Permaculture is, amongst others, an approach to land management that adopts arrangements observed in flourishing natural ecosystems. It includes a set of design principles derived using whole systems thinking. It uses these principles in fields such as regenerative agriculture, rewilding, and community resilience. Permaculture originally came from "permanent agriculture",[1] but was later adjusted to mean "permanent culture", incorporating social aspects as inspired by Masanobu Fukuoka's natural farming. The term was coined by Bill Mollison and David Holmgren in 1978, who formulated the concept in opposition to Western industrialized methods and in congruence with Indigenous or traditional knowledge.[2][3][4]

Permaculture has many branches including ecological design, ecological engineering, regenerative design, environmental design, and construction. It also includes integrated water resources management that develops sustainable architecture, and regenerative and self-maintained habitat and agricultural systems modeled from natural ecosystems.[5][6] Permaculture has been implemented and gained widespread visibility throughout the world as an agricultural and architectural design system and as a guiding life principle or philosophy. Much of its success has been attributed to the role of Indigenous knowledge and traditions, in which the practice itself is rooted.[2][7][8] In turn, the rise of permaculture has revalidated Indigenous knowledge in circles where it was previously devalued.[9]

Permaculture utilizes creative design processes based on whole-systems thinking informed by ethics and design principles.[10] It is a fully applied philosophy and technology where sustainable and regenerative solutions are sought over an approach where only the immediate result is considered.

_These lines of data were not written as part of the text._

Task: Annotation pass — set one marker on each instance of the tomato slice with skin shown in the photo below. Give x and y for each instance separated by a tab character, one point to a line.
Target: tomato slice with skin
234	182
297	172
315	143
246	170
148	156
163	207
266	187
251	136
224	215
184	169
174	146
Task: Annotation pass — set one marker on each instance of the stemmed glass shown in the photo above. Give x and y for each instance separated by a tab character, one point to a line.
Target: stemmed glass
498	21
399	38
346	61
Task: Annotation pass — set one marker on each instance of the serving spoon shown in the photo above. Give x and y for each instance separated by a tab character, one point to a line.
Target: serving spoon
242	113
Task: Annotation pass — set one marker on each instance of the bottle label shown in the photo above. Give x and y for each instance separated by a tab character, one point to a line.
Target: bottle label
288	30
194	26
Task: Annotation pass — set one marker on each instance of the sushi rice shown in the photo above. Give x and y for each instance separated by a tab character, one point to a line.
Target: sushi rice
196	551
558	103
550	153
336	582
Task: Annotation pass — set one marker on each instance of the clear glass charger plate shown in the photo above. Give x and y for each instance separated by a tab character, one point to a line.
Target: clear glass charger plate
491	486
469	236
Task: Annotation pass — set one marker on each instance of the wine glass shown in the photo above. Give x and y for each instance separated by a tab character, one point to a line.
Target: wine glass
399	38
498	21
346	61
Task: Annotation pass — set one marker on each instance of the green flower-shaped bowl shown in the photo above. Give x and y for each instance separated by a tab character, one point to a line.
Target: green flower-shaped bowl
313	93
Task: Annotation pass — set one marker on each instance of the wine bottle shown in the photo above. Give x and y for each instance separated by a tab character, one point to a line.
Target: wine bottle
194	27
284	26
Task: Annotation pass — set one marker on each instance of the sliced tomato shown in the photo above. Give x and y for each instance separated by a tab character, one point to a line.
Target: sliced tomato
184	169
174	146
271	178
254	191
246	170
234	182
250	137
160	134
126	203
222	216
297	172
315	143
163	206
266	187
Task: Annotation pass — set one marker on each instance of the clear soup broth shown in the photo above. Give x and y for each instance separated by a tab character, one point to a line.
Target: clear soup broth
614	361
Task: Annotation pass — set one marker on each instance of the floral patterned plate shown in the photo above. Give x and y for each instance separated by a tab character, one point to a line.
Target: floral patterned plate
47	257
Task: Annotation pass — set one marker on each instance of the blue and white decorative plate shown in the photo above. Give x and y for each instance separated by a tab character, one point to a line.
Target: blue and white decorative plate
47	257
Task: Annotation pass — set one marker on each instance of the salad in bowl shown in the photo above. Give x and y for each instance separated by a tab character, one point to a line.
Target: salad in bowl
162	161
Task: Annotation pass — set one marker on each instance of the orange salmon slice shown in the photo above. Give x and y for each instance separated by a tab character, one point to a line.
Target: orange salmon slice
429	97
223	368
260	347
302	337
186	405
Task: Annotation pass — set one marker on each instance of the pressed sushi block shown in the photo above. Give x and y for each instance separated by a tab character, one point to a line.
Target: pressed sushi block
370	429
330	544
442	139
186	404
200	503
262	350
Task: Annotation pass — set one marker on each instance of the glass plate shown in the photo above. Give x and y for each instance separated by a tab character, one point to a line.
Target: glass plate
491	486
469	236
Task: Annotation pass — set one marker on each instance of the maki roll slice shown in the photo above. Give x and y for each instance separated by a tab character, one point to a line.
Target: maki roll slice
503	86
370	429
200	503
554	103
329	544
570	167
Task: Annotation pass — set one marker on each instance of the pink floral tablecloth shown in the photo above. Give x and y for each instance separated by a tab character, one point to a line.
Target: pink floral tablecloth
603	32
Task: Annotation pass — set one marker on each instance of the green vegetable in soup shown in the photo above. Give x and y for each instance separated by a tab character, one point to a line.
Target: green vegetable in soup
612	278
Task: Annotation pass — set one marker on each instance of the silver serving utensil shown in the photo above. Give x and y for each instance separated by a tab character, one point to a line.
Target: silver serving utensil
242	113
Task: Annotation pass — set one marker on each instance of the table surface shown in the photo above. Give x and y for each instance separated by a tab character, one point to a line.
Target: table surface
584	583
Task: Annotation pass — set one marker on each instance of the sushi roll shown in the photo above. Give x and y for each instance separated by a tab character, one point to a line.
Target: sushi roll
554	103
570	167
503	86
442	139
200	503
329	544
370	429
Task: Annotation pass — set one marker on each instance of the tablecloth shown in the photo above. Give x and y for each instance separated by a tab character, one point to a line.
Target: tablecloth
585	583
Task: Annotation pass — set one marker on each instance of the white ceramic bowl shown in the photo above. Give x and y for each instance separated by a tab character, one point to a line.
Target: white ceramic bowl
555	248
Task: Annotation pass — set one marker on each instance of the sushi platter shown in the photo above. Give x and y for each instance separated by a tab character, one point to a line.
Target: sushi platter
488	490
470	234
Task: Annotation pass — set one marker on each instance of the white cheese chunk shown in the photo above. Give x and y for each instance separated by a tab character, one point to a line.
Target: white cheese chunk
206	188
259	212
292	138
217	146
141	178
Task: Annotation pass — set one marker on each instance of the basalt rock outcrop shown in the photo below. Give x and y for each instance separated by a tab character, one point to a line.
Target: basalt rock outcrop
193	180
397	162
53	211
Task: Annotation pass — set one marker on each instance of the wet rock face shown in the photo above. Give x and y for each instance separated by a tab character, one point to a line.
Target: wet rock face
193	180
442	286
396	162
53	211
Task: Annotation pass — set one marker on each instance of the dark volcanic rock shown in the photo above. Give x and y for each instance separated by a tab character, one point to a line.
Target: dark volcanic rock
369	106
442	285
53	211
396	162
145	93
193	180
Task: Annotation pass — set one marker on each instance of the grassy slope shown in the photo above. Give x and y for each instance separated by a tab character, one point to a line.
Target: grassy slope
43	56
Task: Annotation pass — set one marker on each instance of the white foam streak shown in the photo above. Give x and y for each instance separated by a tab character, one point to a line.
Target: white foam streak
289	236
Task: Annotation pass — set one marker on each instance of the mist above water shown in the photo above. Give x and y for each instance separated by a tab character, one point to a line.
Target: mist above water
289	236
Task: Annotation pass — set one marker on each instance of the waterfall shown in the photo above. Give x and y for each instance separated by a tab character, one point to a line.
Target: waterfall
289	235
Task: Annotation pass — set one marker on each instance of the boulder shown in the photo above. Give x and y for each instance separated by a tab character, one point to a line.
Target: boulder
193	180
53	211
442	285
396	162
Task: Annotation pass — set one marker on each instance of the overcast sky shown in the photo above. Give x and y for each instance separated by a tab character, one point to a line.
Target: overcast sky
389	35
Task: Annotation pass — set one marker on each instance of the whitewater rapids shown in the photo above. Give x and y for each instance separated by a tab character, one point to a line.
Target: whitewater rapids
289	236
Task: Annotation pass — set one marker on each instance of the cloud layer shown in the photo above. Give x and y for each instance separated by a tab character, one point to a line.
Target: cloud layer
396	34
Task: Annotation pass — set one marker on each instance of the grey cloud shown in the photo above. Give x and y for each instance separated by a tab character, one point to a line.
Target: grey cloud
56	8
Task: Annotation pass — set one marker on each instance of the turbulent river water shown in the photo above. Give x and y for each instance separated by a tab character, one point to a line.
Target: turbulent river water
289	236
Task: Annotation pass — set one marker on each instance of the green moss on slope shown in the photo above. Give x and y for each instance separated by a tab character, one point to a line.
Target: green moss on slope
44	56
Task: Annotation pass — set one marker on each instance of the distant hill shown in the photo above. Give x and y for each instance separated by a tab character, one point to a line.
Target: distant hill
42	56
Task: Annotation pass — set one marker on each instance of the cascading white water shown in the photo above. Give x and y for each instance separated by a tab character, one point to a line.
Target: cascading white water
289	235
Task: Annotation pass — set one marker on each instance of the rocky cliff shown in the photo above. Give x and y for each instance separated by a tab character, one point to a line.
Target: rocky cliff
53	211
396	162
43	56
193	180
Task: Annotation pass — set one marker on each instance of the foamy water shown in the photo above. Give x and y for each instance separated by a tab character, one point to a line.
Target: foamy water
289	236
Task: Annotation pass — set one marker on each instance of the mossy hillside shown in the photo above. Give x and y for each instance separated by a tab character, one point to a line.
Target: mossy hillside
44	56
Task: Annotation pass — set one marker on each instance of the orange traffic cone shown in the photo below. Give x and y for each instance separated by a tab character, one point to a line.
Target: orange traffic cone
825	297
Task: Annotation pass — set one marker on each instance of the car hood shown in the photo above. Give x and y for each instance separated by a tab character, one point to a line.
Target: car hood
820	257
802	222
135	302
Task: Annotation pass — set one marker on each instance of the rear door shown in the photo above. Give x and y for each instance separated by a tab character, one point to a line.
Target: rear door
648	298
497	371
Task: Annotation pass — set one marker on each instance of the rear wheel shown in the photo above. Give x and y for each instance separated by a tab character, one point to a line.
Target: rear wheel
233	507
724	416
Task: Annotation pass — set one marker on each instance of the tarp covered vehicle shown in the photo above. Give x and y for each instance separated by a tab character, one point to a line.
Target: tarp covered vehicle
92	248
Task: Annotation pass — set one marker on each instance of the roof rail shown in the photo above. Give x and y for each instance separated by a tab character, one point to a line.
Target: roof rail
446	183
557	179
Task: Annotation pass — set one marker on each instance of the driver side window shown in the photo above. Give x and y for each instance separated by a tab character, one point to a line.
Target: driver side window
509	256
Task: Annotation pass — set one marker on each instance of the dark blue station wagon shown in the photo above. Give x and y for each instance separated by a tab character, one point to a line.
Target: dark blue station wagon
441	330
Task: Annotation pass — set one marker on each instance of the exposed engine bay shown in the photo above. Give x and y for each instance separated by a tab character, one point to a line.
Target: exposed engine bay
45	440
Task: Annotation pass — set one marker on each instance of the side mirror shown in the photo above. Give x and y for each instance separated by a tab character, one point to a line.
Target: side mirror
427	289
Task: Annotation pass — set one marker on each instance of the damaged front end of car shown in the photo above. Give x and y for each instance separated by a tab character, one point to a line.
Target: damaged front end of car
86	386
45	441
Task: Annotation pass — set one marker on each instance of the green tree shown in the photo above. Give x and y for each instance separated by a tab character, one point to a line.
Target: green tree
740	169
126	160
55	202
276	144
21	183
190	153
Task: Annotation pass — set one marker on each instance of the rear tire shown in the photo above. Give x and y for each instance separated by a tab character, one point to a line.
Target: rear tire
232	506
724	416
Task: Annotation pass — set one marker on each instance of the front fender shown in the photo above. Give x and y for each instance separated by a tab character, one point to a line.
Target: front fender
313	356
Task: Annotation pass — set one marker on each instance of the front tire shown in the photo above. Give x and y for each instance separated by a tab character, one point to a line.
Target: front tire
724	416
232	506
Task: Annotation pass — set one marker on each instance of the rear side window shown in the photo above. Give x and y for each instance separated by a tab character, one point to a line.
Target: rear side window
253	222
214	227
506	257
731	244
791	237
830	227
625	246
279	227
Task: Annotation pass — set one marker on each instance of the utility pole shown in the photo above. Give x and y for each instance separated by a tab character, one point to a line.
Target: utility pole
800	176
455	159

It covers eight general areas of life namely Ethics and Design, Land & Nature Stewardship, Building, Tools and Technology, Education and Culture, Health and Spiritual Well-being, Finance and Economics, Land Tenure and Community Governance, together shown as the "flower of permaculture".[10] A whole system approach means that all areas that can affect or is affected by change is considered while designing a solution. In more practical terms it means that before, for example, redirecting a stream of water you fully consider all the ramifications in both the short and long term to ensure you get the desired effect and not undesired ones. Or, when looking at a problem you do consider more than just the immediate solution but also how that will evolve over time and space. When building a house you also take into consideration the breaking down the house. You seek to only use sustainable material that does not harm the life forms on the planet, nor using up resources in a way that cause especially long term damage.